Les experts pétroliers s’accordent à dire qu’il faudra un an dans le meilleur des cas, et probablement deux dans la réalité, pour que la Libye retrouve son niveau de production d’avant le conflit. Il faudra certainement réparer et il faut de toute façon plusieurs mois pour relancer des champs fermés, souligne M. Perrin. Face à cette urgence, les rebelles devraient renoncer à un grand chamboule-tout des anciens contrats, même s’ils ne devraient pas oublier leurs alliés occidentaux (France, Royaume-Uni, États-Unis, Italie) et arabes (Qatar) dans la reconstruction et pour les juteux nouveaux contrats d’exploitation qui se dessinent. « Le Conseil national transitoire a fini par indiquer qu’il respecterait tous les contrats passés, donc une bonne part de la production actuelle est déjà préemptée », explique Mathieu Guidère. « Mais ce qui est intéressant, c’est que le pétrole libyen est sous-exploité par rapport aux ressources du pays », souligne ce professeur.

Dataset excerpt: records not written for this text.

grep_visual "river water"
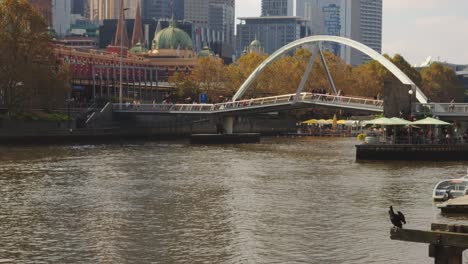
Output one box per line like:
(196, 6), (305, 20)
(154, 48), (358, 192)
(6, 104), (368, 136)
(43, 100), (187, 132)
(0, 138), (468, 264)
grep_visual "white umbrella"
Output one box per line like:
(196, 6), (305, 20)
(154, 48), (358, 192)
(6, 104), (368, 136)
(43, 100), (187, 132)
(364, 117), (398, 126)
(390, 117), (411, 126)
(411, 117), (451, 126)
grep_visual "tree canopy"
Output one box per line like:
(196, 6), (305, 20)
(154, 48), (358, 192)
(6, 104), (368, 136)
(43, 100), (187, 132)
(167, 49), (463, 101)
(0, 0), (68, 111)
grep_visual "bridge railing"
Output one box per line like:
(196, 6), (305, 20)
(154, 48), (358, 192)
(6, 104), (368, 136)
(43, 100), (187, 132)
(301, 93), (383, 108)
(413, 103), (468, 114)
(112, 103), (214, 112)
(113, 93), (383, 112)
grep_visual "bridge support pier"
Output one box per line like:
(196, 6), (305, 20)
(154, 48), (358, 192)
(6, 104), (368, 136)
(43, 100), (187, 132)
(223, 116), (234, 135)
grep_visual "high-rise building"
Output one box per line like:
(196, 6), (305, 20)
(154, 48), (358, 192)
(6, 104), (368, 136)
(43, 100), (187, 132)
(262, 0), (294, 16)
(184, 0), (210, 27)
(89, 0), (140, 21)
(29, 0), (52, 26)
(72, 0), (89, 16)
(236, 16), (306, 56)
(359, 0), (382, 61)
(52, 0), (72, 37)
(296, 0), (382, 65)
(208, 0), (235, 47)
(142, 0), (184, 20)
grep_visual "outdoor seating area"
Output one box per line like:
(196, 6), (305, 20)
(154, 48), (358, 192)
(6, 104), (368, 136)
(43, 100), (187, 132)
(363, 117), (468, 145)
(297, 115), (362, 137)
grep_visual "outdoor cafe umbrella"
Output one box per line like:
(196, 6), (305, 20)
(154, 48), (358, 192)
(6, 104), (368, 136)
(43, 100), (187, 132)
(332, 114), (338, 129)
(364, 117), (396, 126)
(390, 117), (411, 126)
(411, 117), (451, 126)
(411, 117), (451, 141)
(336, 119), (348, 125)
(302, 119), (318, 125)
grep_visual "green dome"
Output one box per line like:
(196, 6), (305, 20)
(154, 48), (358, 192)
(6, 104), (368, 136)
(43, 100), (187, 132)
(198, 45), (214, 58)
(130, 42), (148, 54)
(250, 39), (262, 48)
(153, 22), (192, 50)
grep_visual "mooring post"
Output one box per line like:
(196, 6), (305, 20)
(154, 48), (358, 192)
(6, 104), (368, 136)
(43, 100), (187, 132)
(390, 224), (468, 264)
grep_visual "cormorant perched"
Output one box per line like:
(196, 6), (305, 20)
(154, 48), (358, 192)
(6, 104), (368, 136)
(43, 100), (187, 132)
(388, 206), (406, 228)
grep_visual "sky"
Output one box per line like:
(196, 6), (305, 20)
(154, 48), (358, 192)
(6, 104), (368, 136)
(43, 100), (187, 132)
(236, 0), (468, 64)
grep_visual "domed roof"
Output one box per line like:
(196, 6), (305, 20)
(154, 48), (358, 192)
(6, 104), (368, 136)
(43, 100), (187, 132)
(198, 45), (214, 58)
(250, 39), (262, 48)
(130, 42), (148, 54)
(153, 20), (193, 50)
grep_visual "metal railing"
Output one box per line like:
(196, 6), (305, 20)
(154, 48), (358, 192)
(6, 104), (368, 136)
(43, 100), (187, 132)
(413, 103), (468, 115)
(113, 93), (383, 113)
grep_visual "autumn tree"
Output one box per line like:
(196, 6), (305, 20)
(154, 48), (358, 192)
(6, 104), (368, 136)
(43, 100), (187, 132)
(421, 63), (465, 102)
(0, 0), (68, 112)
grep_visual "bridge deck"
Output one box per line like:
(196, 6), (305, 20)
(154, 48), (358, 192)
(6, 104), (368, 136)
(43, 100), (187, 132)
(113, 93), (383, 114)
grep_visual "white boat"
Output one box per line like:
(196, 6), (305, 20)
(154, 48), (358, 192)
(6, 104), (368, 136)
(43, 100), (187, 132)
(432, 176), (468, 202)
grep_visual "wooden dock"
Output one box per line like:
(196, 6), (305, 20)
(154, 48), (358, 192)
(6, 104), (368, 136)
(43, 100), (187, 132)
(390, 224), (468, 264)
(437, 195), (468, 214)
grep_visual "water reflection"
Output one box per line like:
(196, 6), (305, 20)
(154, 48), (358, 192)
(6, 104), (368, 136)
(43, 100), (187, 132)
(0, 138), (468, 263)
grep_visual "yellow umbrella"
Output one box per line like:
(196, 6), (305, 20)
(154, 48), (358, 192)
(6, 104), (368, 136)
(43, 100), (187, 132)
(332, 114), (338, 129)
(336, 119), (346, 125)
(302, 119), (318, 125)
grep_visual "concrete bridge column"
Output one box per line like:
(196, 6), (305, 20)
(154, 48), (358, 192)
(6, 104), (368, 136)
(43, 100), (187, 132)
(223, 116), (234, 135)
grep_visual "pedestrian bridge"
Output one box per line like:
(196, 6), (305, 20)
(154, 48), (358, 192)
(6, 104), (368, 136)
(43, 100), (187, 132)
(113, 93), (383, 115)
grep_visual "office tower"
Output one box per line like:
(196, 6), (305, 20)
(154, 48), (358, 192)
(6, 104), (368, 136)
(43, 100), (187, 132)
(236, 16), (306, 56)
(29, 0), (52, 25)
(208, 0), (235, 47)
(131, 0), (145, 47)
(262, 0), (294, 16)
(142, 0), (184, 20)
(89, 0), (139, 21)
(184, 0), (210, 27)
(114, 0), (130, 48)
(360, 0), (382, 62)
(71, 0), (89, 16)
(296, 0), (382, 65)
(52, 0), (72, 37)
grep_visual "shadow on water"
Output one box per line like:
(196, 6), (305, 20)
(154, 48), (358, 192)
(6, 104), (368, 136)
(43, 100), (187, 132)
(0, 138), (468, 264)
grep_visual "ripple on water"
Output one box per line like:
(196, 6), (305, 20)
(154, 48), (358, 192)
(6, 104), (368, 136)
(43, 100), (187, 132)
(0, 138), (468, 264)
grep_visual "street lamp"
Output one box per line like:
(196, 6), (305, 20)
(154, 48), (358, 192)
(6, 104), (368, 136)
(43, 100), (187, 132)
(408, 88), (414, 117)
(119, 7), (128, 110)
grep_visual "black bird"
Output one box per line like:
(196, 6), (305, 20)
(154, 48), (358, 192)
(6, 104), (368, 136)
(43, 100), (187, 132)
(388, 206), (406, 228)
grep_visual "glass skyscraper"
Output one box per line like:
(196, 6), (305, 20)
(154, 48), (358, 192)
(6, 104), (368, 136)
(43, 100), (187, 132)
(296, 0), (382, 65)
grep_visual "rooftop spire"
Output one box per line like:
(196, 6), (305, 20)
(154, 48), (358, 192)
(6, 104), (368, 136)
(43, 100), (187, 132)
(132, 0), (145, 47)
(114, 0), (129, 48)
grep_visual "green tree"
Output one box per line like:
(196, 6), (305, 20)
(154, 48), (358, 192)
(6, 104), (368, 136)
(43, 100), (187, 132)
(0, 0), (68, 112)
(421, 63), (465, 102)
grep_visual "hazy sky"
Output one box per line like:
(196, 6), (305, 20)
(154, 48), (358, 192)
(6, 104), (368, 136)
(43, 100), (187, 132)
(236, 0), (468, 64)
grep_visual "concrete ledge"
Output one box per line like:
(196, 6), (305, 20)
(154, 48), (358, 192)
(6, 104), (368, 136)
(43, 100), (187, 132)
(190, 133), (260, 145)
(356, 144), (468, 161)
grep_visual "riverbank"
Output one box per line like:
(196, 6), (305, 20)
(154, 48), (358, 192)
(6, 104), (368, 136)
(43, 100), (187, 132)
(356, 144), (468, 161)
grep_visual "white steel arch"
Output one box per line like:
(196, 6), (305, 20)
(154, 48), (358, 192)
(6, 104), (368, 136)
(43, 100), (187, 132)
(232, 35), (427, 103)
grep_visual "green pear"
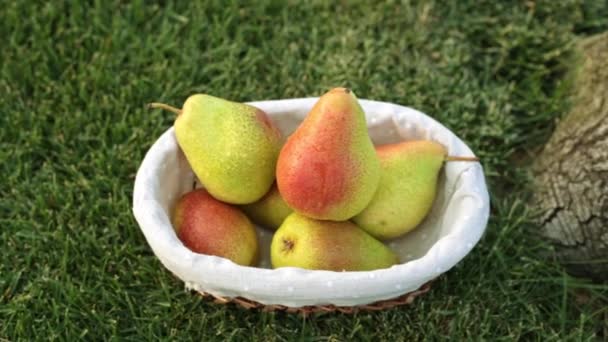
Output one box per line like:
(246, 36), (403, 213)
(270, 213), (399, 271)
(241, 184), (293, 230)
(151, 94), (282, 204)
(277, 88), (380, 221)
(172, 189), (259, 266)
(353, 140), (477, 239)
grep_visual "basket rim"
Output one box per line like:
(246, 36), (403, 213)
(133, 98), (489, 307)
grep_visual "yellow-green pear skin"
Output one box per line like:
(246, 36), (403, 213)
(241, 184), (293, 230)
(270, 213), (399, 271)
(353, 140), (447, 239)
(174, 94), (282, 204)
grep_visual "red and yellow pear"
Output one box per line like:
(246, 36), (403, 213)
(173, 189), (259, 266)
(276, 88), (380, 221)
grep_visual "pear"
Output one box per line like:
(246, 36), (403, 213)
(150, 94), (282, 204)
(277, 88), (380, 221)
(353, 140), (477, 239)
(270, 213), (399, 271)
(173, 189), (259, 266)
(241, 184), (293, 230)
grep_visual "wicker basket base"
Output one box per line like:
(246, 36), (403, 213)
(198, 281), (432, 316)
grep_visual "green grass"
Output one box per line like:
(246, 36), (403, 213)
(0, 0), (608, 341)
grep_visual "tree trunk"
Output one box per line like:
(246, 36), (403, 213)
(533, 32), (608, 281)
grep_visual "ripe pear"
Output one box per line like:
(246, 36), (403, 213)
(151, 94), (282, 204)
(270, 213), (399, 271)
(353, 140), (477, 239)
(277, 88), (380, 221)
(173, 189), (259, 266)
(241, 184), (293, 230)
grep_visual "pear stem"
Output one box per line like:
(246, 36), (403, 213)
(148, 102), (182, 115)
(445, 156), (479, 162)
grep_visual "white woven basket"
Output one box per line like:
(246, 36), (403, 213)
(133, 98), (489, 307)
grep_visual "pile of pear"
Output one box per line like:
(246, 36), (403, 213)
(151, 88), (475, 271)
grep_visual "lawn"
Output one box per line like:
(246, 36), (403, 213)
(0, 0), (608, 341)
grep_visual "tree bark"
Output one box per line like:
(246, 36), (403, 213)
(533, 32), (608, 281)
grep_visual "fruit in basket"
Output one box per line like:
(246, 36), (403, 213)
(270, 213), (399, 271)
(277, 88), (380, 221)
(241, 184), (293, 229)
(173, 189), (258, 266)
(353, 140), (477, 239)
(150, 94), (282, 204)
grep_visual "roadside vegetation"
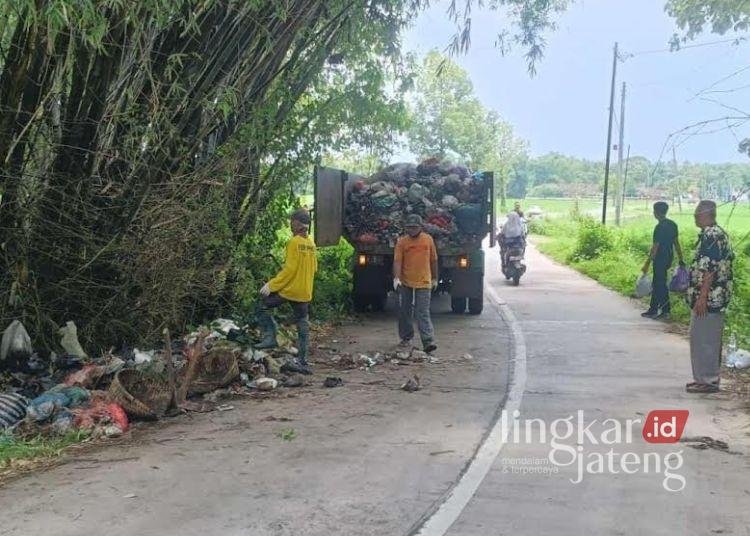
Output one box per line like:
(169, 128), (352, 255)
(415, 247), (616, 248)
(521, 199), (750, 347)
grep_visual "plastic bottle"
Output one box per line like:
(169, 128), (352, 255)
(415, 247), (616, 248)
(724, 331), (737, 364)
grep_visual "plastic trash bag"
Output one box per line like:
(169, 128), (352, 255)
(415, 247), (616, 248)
(635, 274), (653, 298)
(727, 349), (750, 369)
(669, 266), (690, 292)
(57, 320), (88, 359)
(0, 393), (29, 430)
(0, 320), (33, 368)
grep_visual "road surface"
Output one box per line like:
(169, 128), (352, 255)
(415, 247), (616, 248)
(0, 245), (750, 536)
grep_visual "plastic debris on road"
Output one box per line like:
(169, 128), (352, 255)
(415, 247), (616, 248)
(0, 393), (29, 430)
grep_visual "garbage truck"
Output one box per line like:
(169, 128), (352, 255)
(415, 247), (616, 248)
(313, 159), (495, 315)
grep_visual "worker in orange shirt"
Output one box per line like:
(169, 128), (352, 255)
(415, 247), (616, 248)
(255, 209), (318, 374)
(393, 214), (438, 353)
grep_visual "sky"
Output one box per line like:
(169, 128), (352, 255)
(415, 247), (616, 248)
(403, 0), (750, 163)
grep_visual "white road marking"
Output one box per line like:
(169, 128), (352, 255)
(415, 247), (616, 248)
(413, 286), (526, 536)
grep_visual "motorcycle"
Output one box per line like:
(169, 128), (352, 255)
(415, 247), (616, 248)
(500, 237), (526, 286)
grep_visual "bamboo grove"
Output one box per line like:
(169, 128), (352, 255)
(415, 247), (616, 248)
(0, 0), (418, 345)
(0, 0), (565, 348)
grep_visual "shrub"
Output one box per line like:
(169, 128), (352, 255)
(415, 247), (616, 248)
(528, 183), (565, 197)
(312, 240), (354, 320)
(527, 218), (549, 236)
(571, 218), (615, 261)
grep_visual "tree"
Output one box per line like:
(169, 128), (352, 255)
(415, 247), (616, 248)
(665, 0), (750, 43)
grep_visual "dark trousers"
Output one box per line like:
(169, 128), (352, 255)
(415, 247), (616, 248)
(256, 292), (310, 364)
(649, 259), (672, 313)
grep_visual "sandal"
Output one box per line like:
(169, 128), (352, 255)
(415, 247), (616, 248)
(687, 383), (719, 393)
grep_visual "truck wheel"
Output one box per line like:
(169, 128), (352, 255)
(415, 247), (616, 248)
(354, 294), (370, 313)
(451, 298), (466, 315)
(469, 296), (484, 315)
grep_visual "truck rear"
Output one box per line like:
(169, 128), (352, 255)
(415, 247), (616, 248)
(313, 161), (495, 314)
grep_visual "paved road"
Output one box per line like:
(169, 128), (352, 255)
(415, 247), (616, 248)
(0, 284), (509, 536)
(440, 246), (750, 536)
(0, 244), (750, 536)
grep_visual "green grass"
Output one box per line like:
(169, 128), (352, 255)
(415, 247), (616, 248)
(528, 200), (750, 348)
(0, 430), (89, 469)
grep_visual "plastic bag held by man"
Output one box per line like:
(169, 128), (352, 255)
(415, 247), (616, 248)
(669, 266), (690, 292)
(635, 274), (653, 298)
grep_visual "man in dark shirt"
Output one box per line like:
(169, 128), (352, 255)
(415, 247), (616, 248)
(641, 201), (685, 318)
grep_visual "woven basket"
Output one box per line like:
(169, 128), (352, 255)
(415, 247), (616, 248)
(109, 369), (172, 419)
(188, 347), (240, 395)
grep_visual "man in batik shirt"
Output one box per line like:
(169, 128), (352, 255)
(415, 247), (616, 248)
(686, 201), (734, 393)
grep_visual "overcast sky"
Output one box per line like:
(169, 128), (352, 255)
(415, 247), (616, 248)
(404, 0), (750, 162)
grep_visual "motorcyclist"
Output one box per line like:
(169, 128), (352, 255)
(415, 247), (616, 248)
(497, 210), (526, 268)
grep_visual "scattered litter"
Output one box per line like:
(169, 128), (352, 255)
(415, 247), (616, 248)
(281, 374), (305, 387)
(203, 389), (232, 403)
(255, 378), (279, 391)
(0, 393), (29, 430)
(280, 358), (310, 374)
(63, 364), (106, 389)
(133, 348), (154, 365)
(103, 425), (123, 438)
(356, 354), (377, 370)
(211, 318), (240, 335)
(73, 397), (130, 437)
(401, 374), (422, 393)
(278, 428), (297, 441)
(26, 391), (71, 422)
(430, 450), (456, 456)
(680, 436), (729, 452)
(0, 320), (33, 370)
(57, 320), (88, 359)
(323, 376), (344, 388)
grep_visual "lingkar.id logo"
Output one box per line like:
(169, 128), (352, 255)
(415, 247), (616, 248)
(501, 410), (689, 492)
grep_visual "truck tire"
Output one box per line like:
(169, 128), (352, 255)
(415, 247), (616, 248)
(451, 298), (466, 315)
(353, 294), (370, 313)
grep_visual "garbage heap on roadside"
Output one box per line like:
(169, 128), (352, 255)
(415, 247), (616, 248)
(344, 158), (487, 248)
(0, 319), (308, 437)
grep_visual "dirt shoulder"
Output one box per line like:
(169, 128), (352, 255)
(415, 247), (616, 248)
(0, 299), (509, 536)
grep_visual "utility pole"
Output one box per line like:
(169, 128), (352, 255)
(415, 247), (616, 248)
(602, 43), (617, 225)
(672, 145), (682, 214)
(615, 82), (625, 226)
(620, 143), (630, 209)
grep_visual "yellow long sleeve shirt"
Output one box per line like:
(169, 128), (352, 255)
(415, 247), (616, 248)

Disposant de très loin des premières réserves de pétrole d’Afrique, la Libye n’était, même avant la révolution, que le quatrième producteur du continent (derrière le Nigeria, l’Angola et l’Algérie), un héritage des deux décennies 1980 et 1990, durant lesquelles le régime de Kadhafi était paria. Or le CNT a évoqué l’attribution à la France, en pointe dans les frappes internationales en Libye, de quelque 35 % des nouveaux contrats pétroliers, comme rétribution pour la coûteuse intervention militaire française, souligne M. Guidère. Mais pour Francis Perrin, qui ne s’attend pas une grande redistribution géopolitique avant 2013, il faut se méfier des promesses faites durant le conflit. « On est quand même dans un business et je pense que l’expérience montre que cela pèse d’un poids beaucoup plus grand que les déclarations politiques du type “vous verrez, quand nous serons au pouvoir, vos entreprises crouleront sous les contrats” », tempère-t-il.
« Quel que soit le régime, il aura besoin d’exporter. Et cela se fera avec le soutien des compagnies internationales », estime Guy Maisonnier, ingénieur économiste à l’IFP Energies.